Chance immunoterapia
«L'immunoterapia nella neoplasia del seno – continua il prof. Giuseppe Curigliano, Direttore Sviluppo di Nuovi Farmaci per Terapie Innovative all'Istituto Europeo di Oncologia di Milano - apre per il futuro tre grandi argomenti di ricerca: innanzitutto come rendere immunogenici i tumori che non lo sono (ovvero come rendere riconoscibili dal sistema immunitario i tumori che meglio si mimetizzano); come potenziare la risposta immunitaria attraverso la combinazione di più anticorpi che attivano in modo più efficace il sistema immunitario; come identificare i pazienti responsivi rispetto ai non responsivi. Quest'ultimo quesito trova la risposta nell'analisi di marcatori nel sangue periferico e non nell'analisi del tumore. Ogni farmaco a cui il paziente è esposto induce perturbazioni del sistema immunitario. Intercettare e studiare queste perturbazioni, attraverso l'analisi citofluorimetrica dei linfociti e l'analisi del trascrittoma, ci consentirà di meglio selezionare i pazienti candidati a terapie con inibitori dei checkpoint immunologici».

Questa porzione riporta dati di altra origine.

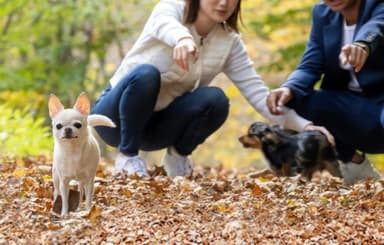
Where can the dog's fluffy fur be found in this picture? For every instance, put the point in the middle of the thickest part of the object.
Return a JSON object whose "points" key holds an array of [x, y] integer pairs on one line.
{"points": [[76, 152], [290, 153]]}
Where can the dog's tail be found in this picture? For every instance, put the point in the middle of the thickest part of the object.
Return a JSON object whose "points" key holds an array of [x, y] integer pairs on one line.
{"points": [[100, 120]]}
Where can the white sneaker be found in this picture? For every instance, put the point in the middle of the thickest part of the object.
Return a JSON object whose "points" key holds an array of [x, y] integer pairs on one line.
{"points": [[130, 165], [353, 172], [176, 164]]}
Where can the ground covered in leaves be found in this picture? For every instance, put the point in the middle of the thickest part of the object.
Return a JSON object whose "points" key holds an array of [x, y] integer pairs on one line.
{"points": [[215, 206]]}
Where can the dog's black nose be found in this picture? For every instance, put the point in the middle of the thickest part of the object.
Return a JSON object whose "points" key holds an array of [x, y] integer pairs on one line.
{"points": [[68, 132]]}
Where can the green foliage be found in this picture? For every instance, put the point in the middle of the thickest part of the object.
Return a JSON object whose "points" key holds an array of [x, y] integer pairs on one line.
{"points": [[23, 135], [62, 46], [284, 27]]}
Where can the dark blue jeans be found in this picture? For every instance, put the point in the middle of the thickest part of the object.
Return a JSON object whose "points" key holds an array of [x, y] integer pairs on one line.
{"points": [[184, 124], [355, 121]]}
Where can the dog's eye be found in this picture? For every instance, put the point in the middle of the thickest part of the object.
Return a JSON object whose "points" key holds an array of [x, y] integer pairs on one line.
{"points": [[59, 126], [77, 125]]}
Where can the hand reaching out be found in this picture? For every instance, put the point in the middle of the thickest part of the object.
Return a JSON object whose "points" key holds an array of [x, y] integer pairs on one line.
{"points": [[185, 47], [277, 98], [354, 54]]}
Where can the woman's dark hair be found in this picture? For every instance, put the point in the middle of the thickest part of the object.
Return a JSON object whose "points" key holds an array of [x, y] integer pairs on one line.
{"points": [[191, 11]]}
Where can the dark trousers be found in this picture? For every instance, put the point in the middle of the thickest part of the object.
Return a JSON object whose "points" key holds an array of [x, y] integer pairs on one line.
{"points": [[355, 121], [184, 124]]}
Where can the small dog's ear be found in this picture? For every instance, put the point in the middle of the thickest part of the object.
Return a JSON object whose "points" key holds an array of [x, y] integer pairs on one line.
{"points": [[250, 142], [82, 104], [54, 105]]}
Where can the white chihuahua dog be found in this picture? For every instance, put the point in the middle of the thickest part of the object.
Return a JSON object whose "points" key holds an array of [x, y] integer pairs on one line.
{"points": [[76, 152]]}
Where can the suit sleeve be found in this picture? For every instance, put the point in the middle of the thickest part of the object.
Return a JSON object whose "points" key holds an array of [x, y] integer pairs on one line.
{"points": [[308, 72], [372, 32]]}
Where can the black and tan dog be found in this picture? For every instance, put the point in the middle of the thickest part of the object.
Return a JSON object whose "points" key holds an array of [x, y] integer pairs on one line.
{"points": [[290, 153]]}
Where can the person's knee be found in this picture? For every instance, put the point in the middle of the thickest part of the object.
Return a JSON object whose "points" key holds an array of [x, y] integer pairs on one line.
{"points": [[217, 102], [146, 78]]}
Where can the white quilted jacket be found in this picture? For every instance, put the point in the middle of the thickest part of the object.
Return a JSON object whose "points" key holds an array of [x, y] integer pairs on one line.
{"points": [[222, 50]]}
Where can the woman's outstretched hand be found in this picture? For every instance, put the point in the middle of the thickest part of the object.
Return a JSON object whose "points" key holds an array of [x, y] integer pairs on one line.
{"points": [[278, 98]]}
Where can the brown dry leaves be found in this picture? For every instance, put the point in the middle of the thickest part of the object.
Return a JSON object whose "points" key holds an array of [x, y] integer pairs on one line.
{"points": [[216, 206]]}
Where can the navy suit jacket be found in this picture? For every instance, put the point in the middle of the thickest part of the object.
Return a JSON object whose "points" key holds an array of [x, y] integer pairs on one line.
{"points": [[321, 57]]}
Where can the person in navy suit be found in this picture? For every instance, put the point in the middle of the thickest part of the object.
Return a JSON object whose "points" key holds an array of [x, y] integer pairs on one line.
{"points": [[345, 53]]}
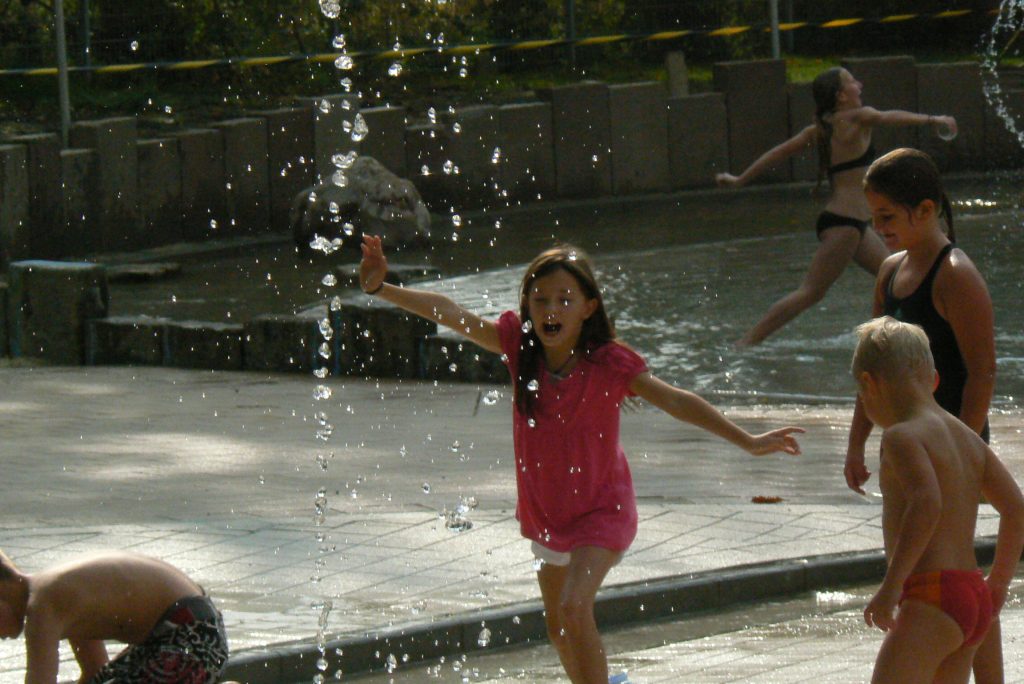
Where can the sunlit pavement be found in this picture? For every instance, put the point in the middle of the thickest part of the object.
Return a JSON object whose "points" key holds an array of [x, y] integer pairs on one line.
{"points": [[219, 473], [815, 638]]}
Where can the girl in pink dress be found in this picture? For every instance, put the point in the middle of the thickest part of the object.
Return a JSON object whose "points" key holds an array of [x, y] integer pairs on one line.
{"points": [[576, 501]]}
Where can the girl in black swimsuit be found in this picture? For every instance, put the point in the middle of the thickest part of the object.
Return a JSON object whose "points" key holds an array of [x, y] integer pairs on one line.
{"points": [[842, 129], [933, 284]]}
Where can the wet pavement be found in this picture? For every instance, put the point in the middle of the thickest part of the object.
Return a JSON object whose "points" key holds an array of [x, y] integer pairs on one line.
{"points": [[819, 637], [219, 473]]}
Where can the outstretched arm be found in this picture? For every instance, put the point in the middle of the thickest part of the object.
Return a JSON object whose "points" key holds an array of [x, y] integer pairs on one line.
{"points": [[430, 305], [689, 408], [871, 117], [773, 157], [1001, 492]]}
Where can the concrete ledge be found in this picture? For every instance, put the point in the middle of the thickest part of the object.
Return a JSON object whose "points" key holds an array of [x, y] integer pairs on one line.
{"points": [[126, 341], [50, 304], [283, 343], [196, 344], [521, 624]]}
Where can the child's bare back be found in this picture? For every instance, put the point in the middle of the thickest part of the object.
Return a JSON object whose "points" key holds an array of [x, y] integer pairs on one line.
{"points": [[946, 473], [170, 627], [934, 471], [113, 596]]}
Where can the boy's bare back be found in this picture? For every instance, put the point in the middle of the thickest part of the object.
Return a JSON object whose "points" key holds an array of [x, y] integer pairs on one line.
{"points": [[114, 596], [935, 458]]}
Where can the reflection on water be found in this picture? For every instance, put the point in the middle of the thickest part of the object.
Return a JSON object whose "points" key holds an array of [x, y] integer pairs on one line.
{"points": [[683, 304]]}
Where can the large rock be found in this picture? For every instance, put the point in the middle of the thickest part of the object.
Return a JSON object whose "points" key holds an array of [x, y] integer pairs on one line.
{"points": [[373, 200]]}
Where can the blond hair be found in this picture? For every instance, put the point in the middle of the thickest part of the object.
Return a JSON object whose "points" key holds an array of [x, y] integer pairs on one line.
{"points": [[7, 568], [890, 348]]}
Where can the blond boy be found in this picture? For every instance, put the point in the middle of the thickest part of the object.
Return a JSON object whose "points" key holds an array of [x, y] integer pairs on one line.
{"points": [[173, 632], [934, 470]]}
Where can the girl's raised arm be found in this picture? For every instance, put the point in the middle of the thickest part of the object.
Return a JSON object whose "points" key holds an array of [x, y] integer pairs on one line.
{"points": [[430, 305], [689, 408], [871, 117]]}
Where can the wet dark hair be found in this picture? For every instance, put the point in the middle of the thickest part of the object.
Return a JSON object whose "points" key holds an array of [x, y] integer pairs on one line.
{"points": [[825, 89], [597, 330], [907, 177]]}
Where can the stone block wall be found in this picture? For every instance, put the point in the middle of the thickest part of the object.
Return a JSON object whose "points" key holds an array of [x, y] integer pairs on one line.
{"points": [[112, 191]]}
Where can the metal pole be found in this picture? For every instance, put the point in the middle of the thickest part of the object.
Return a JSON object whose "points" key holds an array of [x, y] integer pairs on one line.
{"points": [[773, 11], [85, 32], [62, 72], [570, 30], [788, 34]]}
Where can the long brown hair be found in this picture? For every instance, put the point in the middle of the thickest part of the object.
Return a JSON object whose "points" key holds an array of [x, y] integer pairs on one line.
{"points": [[907, 177], [825, 90], [597, 330]]}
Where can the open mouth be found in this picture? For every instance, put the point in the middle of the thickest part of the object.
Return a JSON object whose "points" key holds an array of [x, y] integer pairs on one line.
{"points": [[551, 328]]}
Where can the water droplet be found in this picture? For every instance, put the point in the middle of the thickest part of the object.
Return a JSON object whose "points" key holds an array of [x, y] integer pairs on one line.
{"points": [[359, 128], [331, 8], [344, 161]]}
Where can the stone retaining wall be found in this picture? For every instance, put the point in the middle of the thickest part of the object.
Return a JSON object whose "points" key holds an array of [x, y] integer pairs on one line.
{"points": [[115, 191], [56, 311]]}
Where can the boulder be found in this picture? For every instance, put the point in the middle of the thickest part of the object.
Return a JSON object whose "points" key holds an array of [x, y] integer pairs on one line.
{"points": [[372, 200]]}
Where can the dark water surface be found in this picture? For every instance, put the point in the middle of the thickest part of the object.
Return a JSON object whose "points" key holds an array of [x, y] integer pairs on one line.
{"points": [[684, 275]]}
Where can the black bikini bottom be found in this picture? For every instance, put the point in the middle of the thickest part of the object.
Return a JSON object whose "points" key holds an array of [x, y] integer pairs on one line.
{"points": [[827, 219]]}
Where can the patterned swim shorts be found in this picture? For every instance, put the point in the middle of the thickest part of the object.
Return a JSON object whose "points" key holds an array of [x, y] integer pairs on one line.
{"points": [[187, 646]]}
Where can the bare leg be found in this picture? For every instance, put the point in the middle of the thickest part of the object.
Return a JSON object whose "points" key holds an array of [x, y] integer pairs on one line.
{"points": [[870, 252], [988, 659], [838, 247], [912, 651], [552, 580], [570, 621]]}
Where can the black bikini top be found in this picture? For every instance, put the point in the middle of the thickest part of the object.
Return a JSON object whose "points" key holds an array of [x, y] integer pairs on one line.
{"points": [[863, 160]]}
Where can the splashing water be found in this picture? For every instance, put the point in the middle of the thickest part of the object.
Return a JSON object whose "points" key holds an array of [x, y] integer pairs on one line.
{"points": [[1009, 23]]}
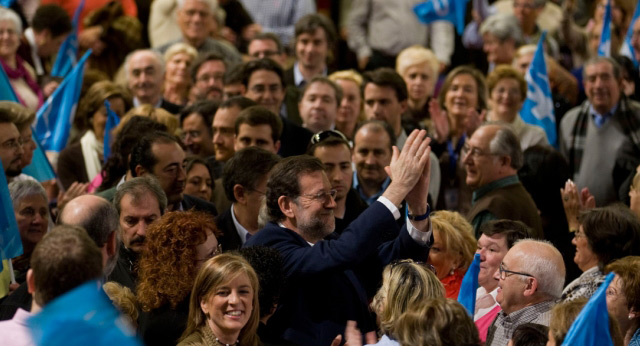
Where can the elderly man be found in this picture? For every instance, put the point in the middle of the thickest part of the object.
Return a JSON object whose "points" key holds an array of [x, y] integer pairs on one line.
{"points": [[530, 280], [333, 273], [599, 137], [493, 157], [145, 76]]}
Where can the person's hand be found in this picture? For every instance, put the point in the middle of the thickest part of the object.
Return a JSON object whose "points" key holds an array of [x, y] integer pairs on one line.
{"points": [[440, 121]]}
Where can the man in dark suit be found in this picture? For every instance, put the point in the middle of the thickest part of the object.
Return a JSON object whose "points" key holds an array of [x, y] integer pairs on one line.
{"points": [[245, 181], [327, 280]]}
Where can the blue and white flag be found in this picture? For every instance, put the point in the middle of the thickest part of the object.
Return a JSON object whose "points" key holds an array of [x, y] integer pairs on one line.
{"points": [[538, 106], [67, 57], [591, 327], [450, 10], [10, 242], [469, 286], [604, 48], [54, 118], [112, 121], [83, 316]]}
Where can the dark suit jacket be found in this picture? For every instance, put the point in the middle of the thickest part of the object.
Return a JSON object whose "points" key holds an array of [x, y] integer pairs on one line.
{"points": [[324, 286], [230, 239]]}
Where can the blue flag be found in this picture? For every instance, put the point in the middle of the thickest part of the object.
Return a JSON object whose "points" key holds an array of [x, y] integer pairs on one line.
{"points": [[112, 121], [604, 48], [469, 286], [450, 10], [10, 242], [54, 118], [67, 57], [538, 106], [83, 316], [591, 327]]}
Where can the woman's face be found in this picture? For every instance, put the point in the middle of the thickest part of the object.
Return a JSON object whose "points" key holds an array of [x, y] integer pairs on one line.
{"points": [[584, 258], [32, 216], [461, 96], [178, 68], [199, 182], [351, 103], [506, 100], [99, 119], [440, 258], [229, 307], [420, 80], [9, 39]]}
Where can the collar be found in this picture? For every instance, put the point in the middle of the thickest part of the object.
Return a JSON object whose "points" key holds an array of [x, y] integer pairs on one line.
{"points": [[494, 185], [242, 232]]}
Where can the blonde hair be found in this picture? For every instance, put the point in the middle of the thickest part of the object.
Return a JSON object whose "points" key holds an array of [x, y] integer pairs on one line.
{"points": [[404, 284], [437, 322], [417, 55], [218, 271], [457, 236]]}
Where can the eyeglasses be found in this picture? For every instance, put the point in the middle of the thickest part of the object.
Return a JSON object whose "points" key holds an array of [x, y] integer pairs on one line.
{"points": [[321, 196], [504, 272]]}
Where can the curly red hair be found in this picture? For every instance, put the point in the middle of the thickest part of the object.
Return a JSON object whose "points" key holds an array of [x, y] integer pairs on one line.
{"points": [[168, 265]]}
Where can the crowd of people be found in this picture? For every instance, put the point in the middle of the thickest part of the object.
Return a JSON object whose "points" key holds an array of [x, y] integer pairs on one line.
{"points": [[302, 172]]}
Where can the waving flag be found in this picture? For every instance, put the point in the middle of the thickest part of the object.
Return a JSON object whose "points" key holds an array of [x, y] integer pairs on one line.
{"points": [[469, 286], [112, 121], [538, 106], [67, 56], [591, 327], [82, 316], [604, 48], [450, 10], [54, 118]]}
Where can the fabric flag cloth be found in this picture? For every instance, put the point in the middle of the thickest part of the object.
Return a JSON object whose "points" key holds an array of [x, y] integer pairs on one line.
{"points": [[10, 242], [450, 10], [591, 327], [83, 316], [627, 49], [54, 118], [538, 106], [112, 121], [604, 48], [67, 56], [469, 286]]}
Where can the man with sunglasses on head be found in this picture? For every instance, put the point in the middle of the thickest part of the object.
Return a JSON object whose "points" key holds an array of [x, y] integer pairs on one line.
{"points": [[530, 280], [334, 150]]}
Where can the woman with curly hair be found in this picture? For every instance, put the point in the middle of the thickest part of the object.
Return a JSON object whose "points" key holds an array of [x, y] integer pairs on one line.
{"points": [[176, 246], [224, 306]]}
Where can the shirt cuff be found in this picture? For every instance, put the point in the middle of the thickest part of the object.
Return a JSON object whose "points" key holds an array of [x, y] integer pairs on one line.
{"points": [[392, 208], [422, 238]]}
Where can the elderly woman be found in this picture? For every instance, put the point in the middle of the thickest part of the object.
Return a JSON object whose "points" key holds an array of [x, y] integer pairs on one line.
{"points": [[623, 297], [176, 247], [452, 251], [31, 208], [507, 92], [605, 234], [419, 68], [501, 36], [177, 80], [350, 110], [82, 161], [21, 75], [224, 283]]}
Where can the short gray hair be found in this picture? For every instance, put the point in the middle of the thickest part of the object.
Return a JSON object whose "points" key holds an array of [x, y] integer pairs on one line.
{"points": [[503, 27], [506, 143], [549, 272], [137, 187], [21, 189], [9, 15]]}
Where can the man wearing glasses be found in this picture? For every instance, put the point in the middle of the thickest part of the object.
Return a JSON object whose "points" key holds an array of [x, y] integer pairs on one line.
{"points": [[530, 280], [492, 159]]}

«È evidente quanto sia importante il ruolo del sistema immunitario nell'insorgenza e nella progressione delle malattie neoplastiche, comprese quelle della mammella – conclude il prof. Giuseppe Viale, Direttore del Dipartimento di Patologia all'Università di Milano -. Gli attuali approcci immunoterapeutici sono proprio intesi da una parte a stimolare la reazione immunitaria individuale contro il tumore, dall'altra a ridurre le capacità di inibire la reazione immunitaria, che è il modo con cui alcuni tumori sfuggono al controllo immunitario. Il ruolo del patologo in questo contesto sembra diventare sempre più importante nell'indirizzare le scelte terapeutiche, basate sulle caratteristiche della reazione immunitaria presente nel tumore o sulla sua assenza. Quando presente, è importante valutare l'intensità dell'infiltrazione da parte delle cellule del sistema immunitario e, probabilmente, anche la presenza dei diversi tipi cellulari (linfociti attivati citotossici e cellule che inibiscono l'attività dei linfociti citotossici), nonché la presenza o meno di molecole, prodotte dalle cellule tumorali o dagli elementi infiammatori, che inibiscono l'attività immunitaria (ad esempio PD-L1 e PD-L2). Sulla scorta di queste determinazioni, la scelta cadrà su interventi immunoterapeutici diversi, volti a contrastare l'effetto delle molecole o delle cellule che inibiscono l'immunità (ad esempio farmaci anti PD-1 o anti-PD-L1) o a favorire l'attivazione del sistema immune dell'ospite (strategie di tipo vaccinico in senso lato o trattamenti che intensificano i processi di attivazione linfocitaria, ad esempio i farmaci anti-CTLA4 come ipilimumab)».